Les fausses bandes sonores de jeu vidéo
par Angelo Careri
Les fausses bandes sonores de jeu vidéo
par Angelo Careri

Les fausses bandes sonores de jeu vidéo

par Angelo Careri
le 21 juin 2021



Pochette "Plume Valley", Windows96.
A-t-on vraiment besoin du support d’un jeu pour en faire la bande originale ?

Au sein de la scène vaporwave, on assiste ces dernières années à la démultiplication de fausses bandes sonores de jeu vidéo. Ce qui soulève la question de savoir si on a vraiment besoin du support d’un jeu pour faire de la musique de jeu vidéo. C’est quoi au juste, d’ailleurs, de la « musique de jeu vidéo » ?

Le musicien s’appelle Equip, en référence à la mécanique du stuff inhérente aux jeux de rôle, et la pochette de l’album reprend les codes esthétiques – prolifération de logos et tranche sur le côté gauche – propres aux jaquettes de jeux vidéo japonais des années 90. Les pistes s’appellent « New Game », « Battle Theme » ou « World Map ». Sur YouTube et Bandcamp, Synthetic Core 88 est aussi accompagné d’un synopsis : « Une jeune fille appelée Flora, originaire d’un passé lointain, se réveille dans sa maison réduite en cendres et en ruines. Elle doit désormais s’aventurer dans cet univers à la fois inconnu et familier pour survivre. En route, elle se fera des amis étranges, combattra des ennemis et conduira d’incroyables vaisseaux dans sa quête pour sauver la planète de son inévitable destruction. Qu’est-ce qui l’attendra à la fin de ce voyage dystopique ? »

Synthetic Core 88, en plus d’un résumé aguicheur et des différentes déclinaisons du portrait de son héroïne, évoque aussi des lieux (“Ivory Steam Submarine », « Azure Grotto Of The Sleeping Steel Giant ») ou des épisodes (« Final Encounter » qui renvoie, on imagine, à un boss de fin). Les sonorités des synthétiseurs font écho à ces références très marquées : prélude tout en arpèges et pizzicati, thème martial accompagné de sons MIDI désuets, ou l’inévitable fanfare pour célébrer la fin d’un combat victorieux. La coïncidence avec les codes propres au RPG japonais, à l’heure de son âge d’or sur la Super Nintendo et la Playstation, est parfaite. 

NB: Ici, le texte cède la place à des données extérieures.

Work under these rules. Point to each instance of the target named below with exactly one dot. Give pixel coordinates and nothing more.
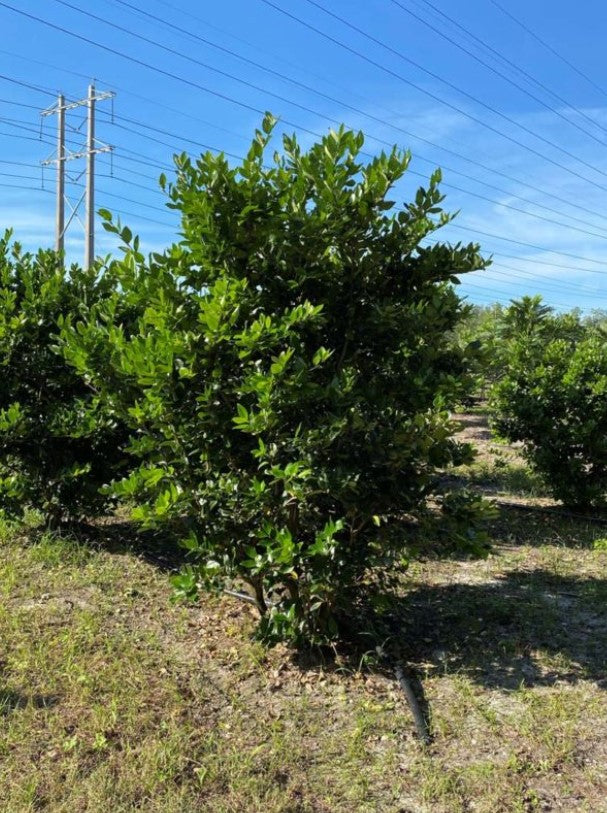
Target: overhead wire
(495, 52)
(308, 130)
(460, 110)
(306, 108)
(549, 47)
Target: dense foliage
(57, 447)
(288, 379)
(553, 397)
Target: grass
(502, 476)
(114, 699)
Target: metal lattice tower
(90, 147)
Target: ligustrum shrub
(288, 379)
(57, 444)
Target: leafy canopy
(286, 373)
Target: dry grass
(114, 699)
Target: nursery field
(112, 698)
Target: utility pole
(60, 218)
(89, 206)
(88, 151)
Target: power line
(311, 132)
(511, 64)
(438, 98)
(532, 245)
(548, 47)
(497, 72)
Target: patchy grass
(114, 699)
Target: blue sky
(526, 166)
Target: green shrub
(553, 398)
(288, 380)
(56, 446)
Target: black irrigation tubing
(421, 724)
(548, 509)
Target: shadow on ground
(530, 628)
(11, 701)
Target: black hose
(421, 724)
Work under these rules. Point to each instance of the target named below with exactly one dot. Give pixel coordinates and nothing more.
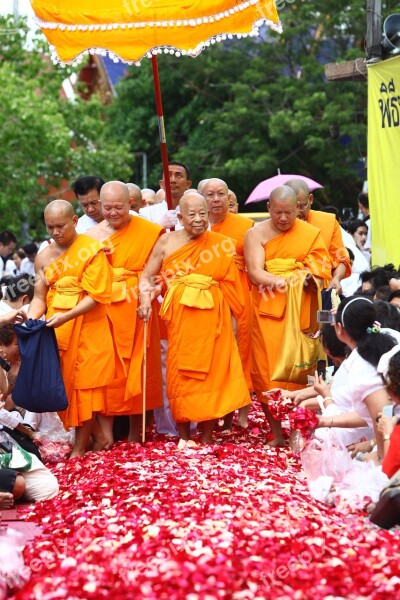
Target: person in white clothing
(87, 190)
(357, 327)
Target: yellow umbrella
(132, 29)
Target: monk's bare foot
(277, 442)
(243, 414)
(102, 444)
(77, 452)
(6, 500)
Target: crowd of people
(188, 312)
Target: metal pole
(374, 29)
(163, 139)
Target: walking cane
(144, 384)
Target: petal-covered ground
(233, 521)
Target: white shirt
(27, 266)
(85, 223)
(352, 283)
(154, 212)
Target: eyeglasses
(85, 205)
(303, 206)
(211, 195)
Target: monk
(234, 226)
(330, 231)
(205, 379)
(280, 253)
(130, 240)
(233, 203)
(73, 287)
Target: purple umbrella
(263, 190)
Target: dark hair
(84, 185)
(379, 276)
(331, 209)
(6, 237)
(7, 334)
(30, 248)
(363, 199)
(387, 314)
(20, 253)
(356, 319)
(331, 341)
(21, 285)
(178, 164)
(354, 225)
(393, 375)
(370, 294)
(382, 293)
(395, 294)
(351, 253)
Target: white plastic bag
(334, 477)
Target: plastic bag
(13, 572)
(335, 478)
(12, 456)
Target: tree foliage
(247, 107)
(46, 141)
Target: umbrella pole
(161, 126)
(144, 382)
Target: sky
(24, 7)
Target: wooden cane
(144, 384)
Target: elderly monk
(73, 283)
(205, 379)
(130, 241)
(234, 226)
(330, 231)
(233, 203)
(283, 254)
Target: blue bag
(39, 386)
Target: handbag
(386, 513)
(299, 353)
(12, 456)
(39, 386)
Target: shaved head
(298, 185)
(135, 196)
(214, 181)
(115, 190)
(200, 187)
(61, 207)
(283, 193)
(189, 198)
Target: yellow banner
(384, 160)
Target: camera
(325, 316)
(321, 369)
(4, 364)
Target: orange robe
(332, 236)
(304, 244)
(85, 343)
(235, 227)
(129, 249)
(204, 374)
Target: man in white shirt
(179, 177)
(87, 190)
(28, 263)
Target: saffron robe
(129, 249)
(85, 343)
(235, 227)
(305, 248)
(204, 374)
(332, 236)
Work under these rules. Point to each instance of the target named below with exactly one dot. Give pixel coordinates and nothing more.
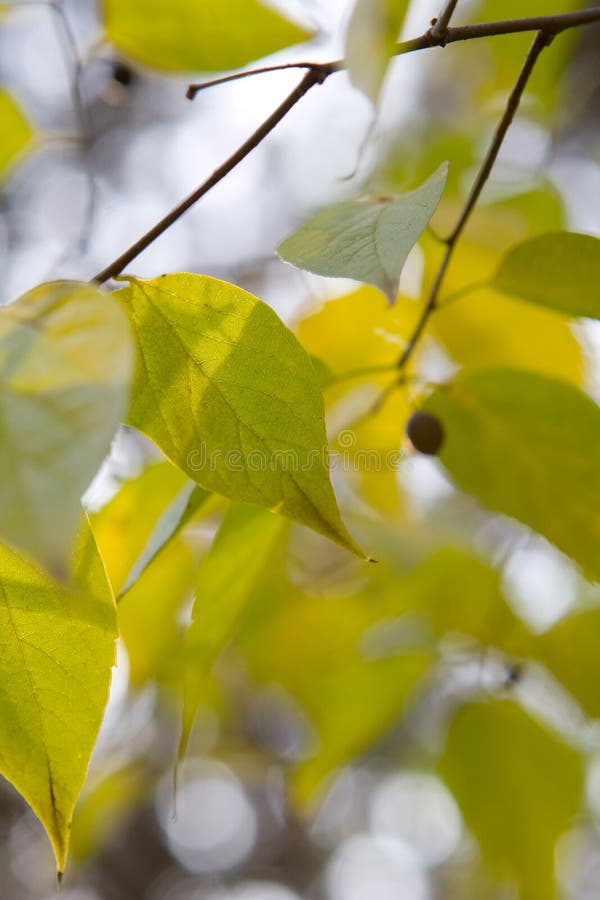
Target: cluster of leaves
(234, 401)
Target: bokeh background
(108, 148)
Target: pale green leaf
(58, 647)
(66, 359)
(373, 31)
(16, 134)
(559, 270)
(125, 524)
(187, 35)
(519, 788)
(366, 239)
(230, 396)
(570, 651)
(250, 536)
(177, 515)
(527, 446)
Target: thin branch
(312, 77)
(68, 42)
(440, 26)
(194, 89)
(542, 39)
(548, 26)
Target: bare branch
(546, 26)
(542, 40)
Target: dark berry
(426, 433)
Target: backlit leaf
(527, 446)
(186, 36)
(230, 396)
(367, 239)
(250, 536)
(561, 271)
(373, 31)
(16, 133)
(58, 647)
(66, 359)
(519, 788)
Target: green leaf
(519, 788)
(373, 31)
(16, 134)
(58, 647)
(250, 536)
(366, 239)
(66, 359)
(183, 508)
(527, 446)
(318, 649)
(230, 396)
(560, 271)
(569, 650)
(124, 525)
(187, 36)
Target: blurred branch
(542, 40)
(546, 26)
(439, 28)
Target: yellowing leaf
(58, 647)
(251, 537)
(519, 788)
(124, 526)
(317, 649)
(373, 31)
(16, 133)
(184, 507)
(560, 271)
(485, 329)
(66, 359)
(570, 651)
(230, 396)
(527, 446)
(366, 239)
(187, 35)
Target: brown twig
(548, 26)
(542, 40)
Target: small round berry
(426, 433)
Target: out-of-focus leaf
(483, 328)
(478, 610)
(560, 271)
(527, 446)
(227, 578)
(58, 648)
(66, 359)
(105, 807)
(317, 649)
(570, 651)
(230, 396)
(184, 507)
(150, 616)
(124, 526)
(519, 788)
(366, 239)
(373, 31)
(186, 36)
(16, 134)
(369, 336)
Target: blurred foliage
(299, 679)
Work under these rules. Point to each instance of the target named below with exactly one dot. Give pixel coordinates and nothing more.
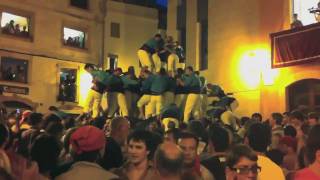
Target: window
(304, 95)
(74, 38)
(67, 86)
(202, 18)
(15, 25)
(13, 70)
(115, 30)
(83, 4)
(182, 26)
(301, 7)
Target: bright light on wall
(254, 66)
(85, 83)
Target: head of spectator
(45, 151)
(53, 109)
(162, 72)
(4, 135)
(131, 71)
(117, 72)
(295, 17)
(259, 137)
(288, 144)
(89, 67)
(35, 120)
(290, 131)
(141, 147)
(172, 135)
(286, 119)
(243, 120)
(196, 128)
(168, 161)
(55, 129)
(4, 175)
(87, 144)
(50, 118)
(180, 72)
(276, 156)
(276, 119)
(157, 37)
(313, 118)
(188, 142)
(297, 118)
(119, 129)
(313, 148)
(68, 123)
(189, 70)
(256, 117)
(242, 163)
(219, 140)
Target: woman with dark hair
(312, 155)
(242, 163)
(45, 151)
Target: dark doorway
(304, 95)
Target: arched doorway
(304, 95)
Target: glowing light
(85, 83)
(72, 33)
(254, 66)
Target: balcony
(296, 46)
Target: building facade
(239, 52)
(45, 44)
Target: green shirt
(130, 84)
(115, 84)
(192, 83)
(100, 76)
(146, 84)
(171, 111)
(160, 84)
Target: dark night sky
(162, 2)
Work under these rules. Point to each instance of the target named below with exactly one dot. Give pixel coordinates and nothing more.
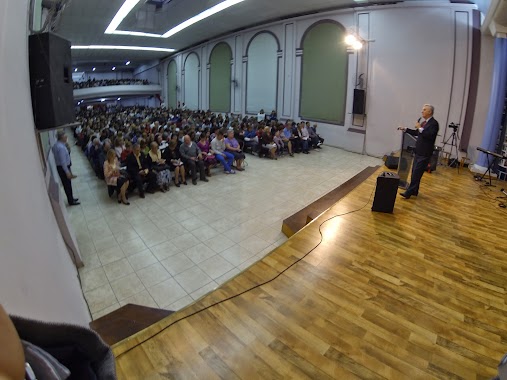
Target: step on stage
(417, 294)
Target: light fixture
(124, 10)
(201, 16)
(357, 45)
(350, 39)
(128, 5)
(120, 47)
(354, 41)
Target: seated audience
(287, 138)
(125, 152)
(267, 143)
(173, 156)
(158, 165)
(139, 172)
(192, 157)
(114, 178)
(224, 157)
(209, 157)
(232, 146)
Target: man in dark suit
(138, 171)
(426, 130)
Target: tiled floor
(169, 249)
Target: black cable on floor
(258, 285)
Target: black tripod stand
(453, 141)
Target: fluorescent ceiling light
(128, 5)
(137, 34)
(119, 47)
(201, 16)
(125, 9)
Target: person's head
(61, 136)
(427, 111)
(111, 155)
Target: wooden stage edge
(300, 219)
(418, 294)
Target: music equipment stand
(495, 156)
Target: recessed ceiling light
(137, 34)
(201, 16)
(128, 5)
(119, 47)
(124, 10)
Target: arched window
(324, 73)
(172, 83)
(220, 78)
(262, 73)
(191, 98)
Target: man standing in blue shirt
(62, 159)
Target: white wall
(109, 75)
(483, 95)
(150, 71)
(419, 52)
(262, 72)
(37, 277)
(191, 81)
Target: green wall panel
(220, 78)
(171, 84)
(324, 74)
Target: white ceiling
(83, 22)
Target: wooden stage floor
(418, 294)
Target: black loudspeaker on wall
(359, 100)
(51, 80)
(385, 192)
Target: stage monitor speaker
(359, 100)
(385, 193)
(51, 80)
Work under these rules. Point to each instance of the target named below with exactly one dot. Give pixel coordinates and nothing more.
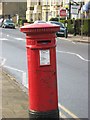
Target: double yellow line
(67, 111)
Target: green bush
(81, 28)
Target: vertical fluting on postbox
(42, 72)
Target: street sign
(63, 12)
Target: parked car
(8, 24)
(63, 31)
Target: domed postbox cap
(36, 28)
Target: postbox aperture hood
(40, 28)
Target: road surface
(72, 70)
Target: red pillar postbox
(42, 76)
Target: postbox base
(34, 115)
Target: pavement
(14, 101)
(14, 97)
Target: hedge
(83, 25)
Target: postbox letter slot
(44, 42)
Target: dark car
(63, 32)
(8, 24)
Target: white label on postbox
(44, 57)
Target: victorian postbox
(42, 73)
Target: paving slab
(14, 100)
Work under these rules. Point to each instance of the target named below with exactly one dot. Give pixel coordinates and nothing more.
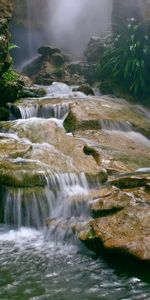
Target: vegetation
(125, 62)
(10, 76)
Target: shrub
(125, 62)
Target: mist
(66, 24)
(73, 22)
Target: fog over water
(67, 24)
(73, 22)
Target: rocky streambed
(80, 165)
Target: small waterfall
(62, 198)
(116, 125)
(57, 111)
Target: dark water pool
(34, 269)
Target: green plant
(125, 61)
(10, 76)
(12, 46)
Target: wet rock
(109, 201)
(95, 49)
(51, 145)
(58, 59)
(127, 232)
(4, 114)
(86, 89)
(131, 181)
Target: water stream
(38, 261)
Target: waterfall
(63, 197)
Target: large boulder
(121, 223)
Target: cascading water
(39, 255)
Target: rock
(86, 89)
(131, 181)
(51, 144)
(58, 59)
(109, 201)
(123, 229)
(95, 49)
(48, 50)
(4, 114)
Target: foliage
(125, 62)
(12, 46)
(10, 76)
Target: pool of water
(33, 267)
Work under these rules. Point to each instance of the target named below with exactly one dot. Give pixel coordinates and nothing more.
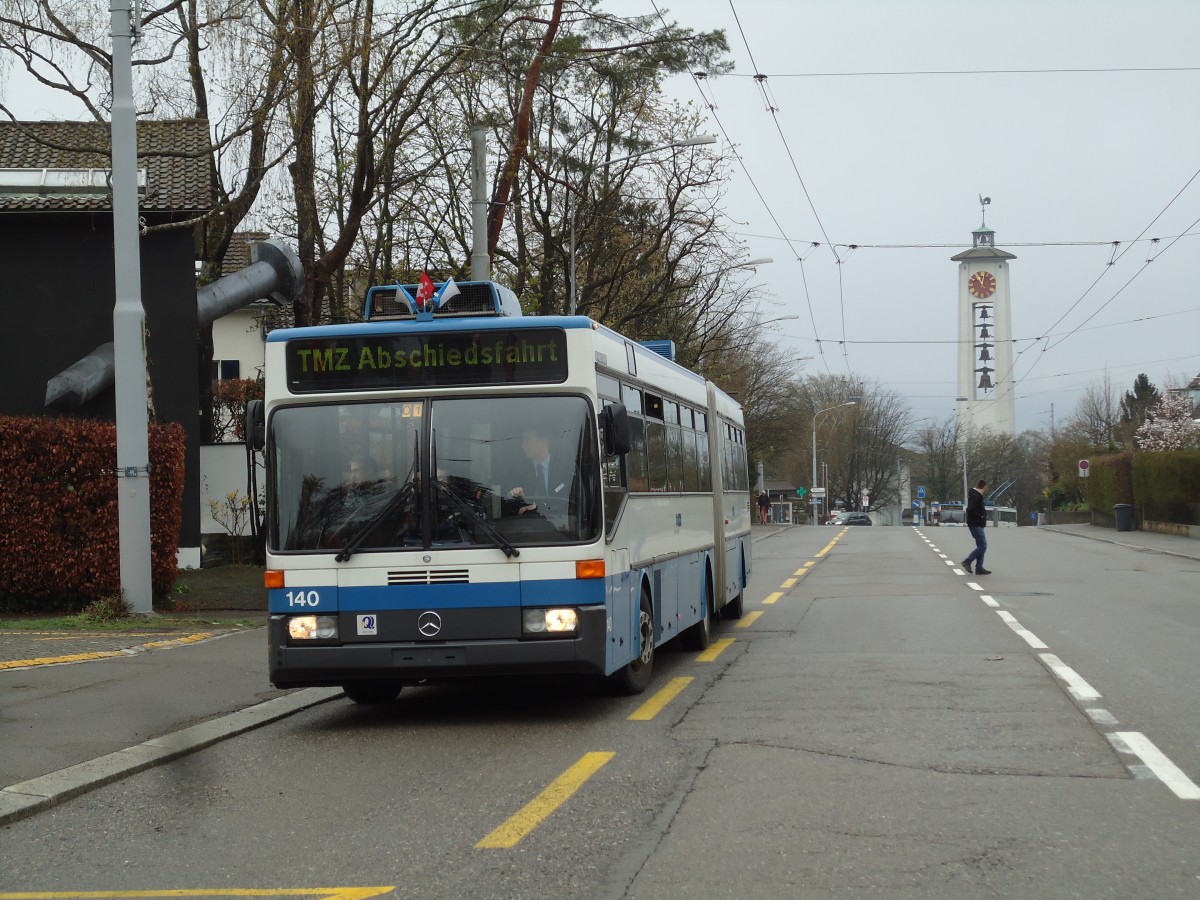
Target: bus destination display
(431, 360)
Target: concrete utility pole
(129, 329)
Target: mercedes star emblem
(429, 623)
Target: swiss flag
(424, 292)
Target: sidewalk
(78, 711)
(1145, 541)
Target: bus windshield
(495, 472)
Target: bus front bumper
(294, 665)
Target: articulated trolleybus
(466, 491)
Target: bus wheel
(700, 635)
(372, 691)
(634, 677)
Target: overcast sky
(859, 150)
(1071, 160)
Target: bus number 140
(303, 598)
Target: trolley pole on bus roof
(480, 259)
(129, 329)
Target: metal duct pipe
(275, 273)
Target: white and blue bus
(472, 492)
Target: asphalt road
(875, 726)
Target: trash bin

Pourtant, même s’il arbore fièrement la mention « Original Soundtrack » sur sa pochette, Synthetic Core 88 n’est pas une bande originale, et le jeu auquel il se réfère n’existe pas. 

Le procédé, banal, est vieux comme le monde. Il consiste à évoquer une oeuvre fictionnelle par le simple code du packaging. Une pratique qui se cristallise depuis les années 80, au fur et à mesure que l’objet de consommation devient le réceptacle de fantasmes narratifs. Fausses affiches de film, fausses couvertures de livre, etc. pullulent, et ce d’autant plus depuis que des outils comme Photoshop se sont démocratisés. 

Musique zombie

Dans un cas comme celui-ci, cependant, il ne s’agit pas seulement de la célébration du jeu vidéo rétro japonais, devenu un objet pop mondialisé comme un autre. Car en l’occurrence, ici, même s’il ne s’agit pas d’une « vraie » bande son, il s’agit bien d’un véritable album et de véritables notes. Autrement dit, d’une proposition musicale qui, toutefois, a choisi de se référer presque exclusivement à un autre médium. Là aussi, rien de surprenant, tant l’association entre jeu vidéo et musique électronique a toujours paru évidente. Parce que les premières consoles et les synthétiseurs qui leur étaient contemporains utilisaient le même genre de puces électroniques, on a d’ailleurs créé le terme de chiptune pour désigner la « fausse » musique de jeu vidéo.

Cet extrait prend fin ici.